他坐在那里,安静地看书,偶尔翻一页。灯光落在他身上,把他的侧脸照得很柔和。
程墨看着他,看了很久。
然后他闭上眼睛。
他想着今晚的事。那些人,那些话,那些目光。爷爷最后说的那些话。
还有他问的那句话。
“我妈,是个什么样的人?”
他不知道答案。或者说,他知道的太少。
但他知道,那个女人,把他留在了这个世界上。然后走了。
他睁开眼睛。
陈倦野还在看书。
他忽然开口。
“陈倦野。”
陈倦野抬起头。
“嗯?”
程墨看着他,想说什么。
但最后他只是笑了笑。
“没什么。

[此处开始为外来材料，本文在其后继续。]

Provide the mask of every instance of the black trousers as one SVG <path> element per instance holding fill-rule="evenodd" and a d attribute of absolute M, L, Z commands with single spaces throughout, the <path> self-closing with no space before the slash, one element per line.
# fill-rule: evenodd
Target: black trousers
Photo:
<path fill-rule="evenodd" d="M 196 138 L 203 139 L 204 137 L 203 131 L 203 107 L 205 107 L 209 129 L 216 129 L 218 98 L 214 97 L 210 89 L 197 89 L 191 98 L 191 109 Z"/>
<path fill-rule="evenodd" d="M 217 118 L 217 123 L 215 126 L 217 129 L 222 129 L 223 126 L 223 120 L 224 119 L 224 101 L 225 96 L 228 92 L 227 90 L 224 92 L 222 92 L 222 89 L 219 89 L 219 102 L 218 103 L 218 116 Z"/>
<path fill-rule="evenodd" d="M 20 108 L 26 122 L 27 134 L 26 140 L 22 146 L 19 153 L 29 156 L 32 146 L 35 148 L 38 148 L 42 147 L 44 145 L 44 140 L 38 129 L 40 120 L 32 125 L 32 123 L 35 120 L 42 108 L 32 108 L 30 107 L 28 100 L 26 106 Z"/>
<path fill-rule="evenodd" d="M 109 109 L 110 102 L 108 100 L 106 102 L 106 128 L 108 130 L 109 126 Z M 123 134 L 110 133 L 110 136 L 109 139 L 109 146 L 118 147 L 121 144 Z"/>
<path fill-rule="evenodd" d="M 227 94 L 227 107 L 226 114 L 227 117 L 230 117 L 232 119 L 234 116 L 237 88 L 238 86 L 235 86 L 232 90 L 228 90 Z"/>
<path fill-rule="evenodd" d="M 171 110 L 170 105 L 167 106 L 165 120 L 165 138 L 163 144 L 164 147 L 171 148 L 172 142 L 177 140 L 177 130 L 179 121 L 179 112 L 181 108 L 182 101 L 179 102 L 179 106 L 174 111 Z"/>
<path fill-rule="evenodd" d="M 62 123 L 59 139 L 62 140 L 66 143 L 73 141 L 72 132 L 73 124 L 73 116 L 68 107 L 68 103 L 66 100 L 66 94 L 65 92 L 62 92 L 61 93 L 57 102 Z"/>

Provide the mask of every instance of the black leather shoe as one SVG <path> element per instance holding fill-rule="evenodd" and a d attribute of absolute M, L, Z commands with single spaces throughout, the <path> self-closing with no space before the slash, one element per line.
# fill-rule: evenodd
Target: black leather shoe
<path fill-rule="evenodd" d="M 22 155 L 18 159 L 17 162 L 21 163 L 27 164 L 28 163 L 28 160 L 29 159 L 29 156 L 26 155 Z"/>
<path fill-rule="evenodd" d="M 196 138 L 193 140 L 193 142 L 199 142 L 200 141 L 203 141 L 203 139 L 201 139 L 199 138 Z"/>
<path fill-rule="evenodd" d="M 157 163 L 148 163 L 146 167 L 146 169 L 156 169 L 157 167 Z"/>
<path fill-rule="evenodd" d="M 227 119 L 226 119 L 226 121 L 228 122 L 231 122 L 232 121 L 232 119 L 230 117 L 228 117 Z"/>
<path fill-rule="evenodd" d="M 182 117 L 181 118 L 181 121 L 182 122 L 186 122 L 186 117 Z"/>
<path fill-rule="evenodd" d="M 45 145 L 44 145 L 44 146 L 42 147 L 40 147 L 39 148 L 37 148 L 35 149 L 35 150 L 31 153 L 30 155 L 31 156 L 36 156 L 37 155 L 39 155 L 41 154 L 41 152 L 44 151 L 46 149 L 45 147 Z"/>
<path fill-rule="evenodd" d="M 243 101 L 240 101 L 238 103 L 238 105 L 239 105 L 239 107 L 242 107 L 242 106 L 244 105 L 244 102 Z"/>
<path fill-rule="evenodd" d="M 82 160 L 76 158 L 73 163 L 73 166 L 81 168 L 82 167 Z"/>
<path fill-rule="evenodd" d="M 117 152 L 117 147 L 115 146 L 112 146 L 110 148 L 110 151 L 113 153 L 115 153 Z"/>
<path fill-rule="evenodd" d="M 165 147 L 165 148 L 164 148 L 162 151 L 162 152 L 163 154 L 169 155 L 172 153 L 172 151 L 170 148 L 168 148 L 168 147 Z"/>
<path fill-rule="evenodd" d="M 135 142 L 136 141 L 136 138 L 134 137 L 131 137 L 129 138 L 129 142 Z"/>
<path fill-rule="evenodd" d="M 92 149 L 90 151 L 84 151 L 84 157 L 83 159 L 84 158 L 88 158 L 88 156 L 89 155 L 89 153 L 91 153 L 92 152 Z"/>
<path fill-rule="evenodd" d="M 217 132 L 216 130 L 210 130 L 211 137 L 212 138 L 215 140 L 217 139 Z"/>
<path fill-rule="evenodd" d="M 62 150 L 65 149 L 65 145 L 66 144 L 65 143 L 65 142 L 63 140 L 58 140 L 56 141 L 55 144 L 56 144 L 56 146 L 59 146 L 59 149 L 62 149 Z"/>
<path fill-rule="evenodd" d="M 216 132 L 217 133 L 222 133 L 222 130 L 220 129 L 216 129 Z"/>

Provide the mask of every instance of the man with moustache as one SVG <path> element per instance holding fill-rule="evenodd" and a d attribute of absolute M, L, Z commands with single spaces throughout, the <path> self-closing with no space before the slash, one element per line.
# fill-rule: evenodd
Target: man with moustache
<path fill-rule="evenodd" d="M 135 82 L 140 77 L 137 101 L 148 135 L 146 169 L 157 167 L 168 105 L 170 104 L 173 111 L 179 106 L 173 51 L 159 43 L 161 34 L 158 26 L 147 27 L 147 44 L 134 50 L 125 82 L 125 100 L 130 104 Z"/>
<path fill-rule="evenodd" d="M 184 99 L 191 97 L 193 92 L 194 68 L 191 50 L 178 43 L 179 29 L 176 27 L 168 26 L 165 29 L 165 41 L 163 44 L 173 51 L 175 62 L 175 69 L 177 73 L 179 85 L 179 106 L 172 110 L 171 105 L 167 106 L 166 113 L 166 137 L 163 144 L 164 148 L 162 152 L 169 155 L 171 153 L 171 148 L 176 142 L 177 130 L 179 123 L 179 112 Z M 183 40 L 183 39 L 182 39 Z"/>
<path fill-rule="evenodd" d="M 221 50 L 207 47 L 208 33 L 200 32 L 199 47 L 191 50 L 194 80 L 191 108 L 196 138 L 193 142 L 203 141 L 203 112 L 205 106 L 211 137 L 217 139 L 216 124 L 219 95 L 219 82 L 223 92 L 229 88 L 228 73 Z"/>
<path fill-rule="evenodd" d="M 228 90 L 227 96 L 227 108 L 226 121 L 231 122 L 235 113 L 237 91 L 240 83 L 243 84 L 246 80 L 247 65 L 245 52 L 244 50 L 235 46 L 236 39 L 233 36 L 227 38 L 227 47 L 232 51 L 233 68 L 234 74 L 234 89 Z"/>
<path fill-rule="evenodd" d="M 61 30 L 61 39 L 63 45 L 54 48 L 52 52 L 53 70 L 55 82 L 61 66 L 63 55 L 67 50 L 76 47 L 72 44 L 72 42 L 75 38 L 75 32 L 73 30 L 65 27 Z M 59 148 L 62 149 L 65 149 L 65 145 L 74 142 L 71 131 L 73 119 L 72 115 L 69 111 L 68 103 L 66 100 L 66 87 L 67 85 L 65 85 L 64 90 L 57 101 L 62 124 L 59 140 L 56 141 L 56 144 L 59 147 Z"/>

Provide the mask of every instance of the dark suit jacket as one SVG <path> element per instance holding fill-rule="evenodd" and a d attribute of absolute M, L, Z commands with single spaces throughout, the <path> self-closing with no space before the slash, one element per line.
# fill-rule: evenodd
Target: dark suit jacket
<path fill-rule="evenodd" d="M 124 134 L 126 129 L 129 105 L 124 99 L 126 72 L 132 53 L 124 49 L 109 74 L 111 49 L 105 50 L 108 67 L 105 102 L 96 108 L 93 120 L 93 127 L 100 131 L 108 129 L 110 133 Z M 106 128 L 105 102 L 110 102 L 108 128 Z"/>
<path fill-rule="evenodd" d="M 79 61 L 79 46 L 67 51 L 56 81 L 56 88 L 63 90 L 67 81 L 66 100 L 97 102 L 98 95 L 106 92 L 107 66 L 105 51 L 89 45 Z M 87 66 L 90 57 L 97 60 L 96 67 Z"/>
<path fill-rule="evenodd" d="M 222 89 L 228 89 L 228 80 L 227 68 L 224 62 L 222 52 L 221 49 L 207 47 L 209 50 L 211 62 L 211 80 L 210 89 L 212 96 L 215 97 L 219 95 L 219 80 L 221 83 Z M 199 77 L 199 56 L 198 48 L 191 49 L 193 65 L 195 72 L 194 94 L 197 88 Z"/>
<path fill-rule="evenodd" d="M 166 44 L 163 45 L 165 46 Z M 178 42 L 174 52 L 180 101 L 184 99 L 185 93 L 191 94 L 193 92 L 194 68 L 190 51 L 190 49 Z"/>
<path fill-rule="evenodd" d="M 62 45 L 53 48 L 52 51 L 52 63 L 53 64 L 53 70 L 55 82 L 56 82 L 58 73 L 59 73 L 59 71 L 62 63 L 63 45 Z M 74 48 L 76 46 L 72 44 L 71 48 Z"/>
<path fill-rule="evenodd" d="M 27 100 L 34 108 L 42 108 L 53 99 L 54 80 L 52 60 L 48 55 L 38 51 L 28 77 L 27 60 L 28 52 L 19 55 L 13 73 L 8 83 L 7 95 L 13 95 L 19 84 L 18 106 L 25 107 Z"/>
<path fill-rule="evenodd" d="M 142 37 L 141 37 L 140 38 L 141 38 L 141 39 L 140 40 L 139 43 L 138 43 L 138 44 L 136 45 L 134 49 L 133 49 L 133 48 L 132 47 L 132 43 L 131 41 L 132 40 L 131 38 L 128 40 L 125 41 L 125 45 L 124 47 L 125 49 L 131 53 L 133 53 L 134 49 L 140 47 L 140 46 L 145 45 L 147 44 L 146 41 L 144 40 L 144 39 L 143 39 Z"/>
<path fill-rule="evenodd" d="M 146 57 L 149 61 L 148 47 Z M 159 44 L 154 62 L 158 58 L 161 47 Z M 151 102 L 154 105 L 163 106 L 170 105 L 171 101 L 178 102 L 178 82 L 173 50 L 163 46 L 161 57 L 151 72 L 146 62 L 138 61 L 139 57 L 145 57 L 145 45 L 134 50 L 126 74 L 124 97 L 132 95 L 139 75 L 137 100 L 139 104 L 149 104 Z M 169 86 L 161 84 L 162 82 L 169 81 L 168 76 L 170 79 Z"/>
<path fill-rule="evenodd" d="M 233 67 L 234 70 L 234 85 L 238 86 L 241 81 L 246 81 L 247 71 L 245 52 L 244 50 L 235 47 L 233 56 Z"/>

”他说,“晚安。”
陈倦野愣了一下,然后点点头。
“晚安。”
程墨站起来,回了房间。
躺在床上,他盯着天花板。
窗外的月光透进来,在地板上投下一片淡淡的光。暖气片里的水声咕噜噜响着,从这一间屋子流到另一间屋子。
他想着爷爷说的话。
“你妈那个人,知道自己要什么。”
他想着,他知道自己要什么吗?
他不知道。
但他知道,他现在不想去想这些。
他翻了个身,闭上眼睛。
慢慢睡着了。
第19章 春天
陈倦野觉得自己正在溺水。
不是真的溺水,是那种慢慢往下沉的感觉。水漫过脚踝,漫过膝盖,漫过腰,漫过胸口,漫过脖子,最后漫过嘴巴和鼻子。他挣扎着往上浮一点,喘一口气,然后又沉下去。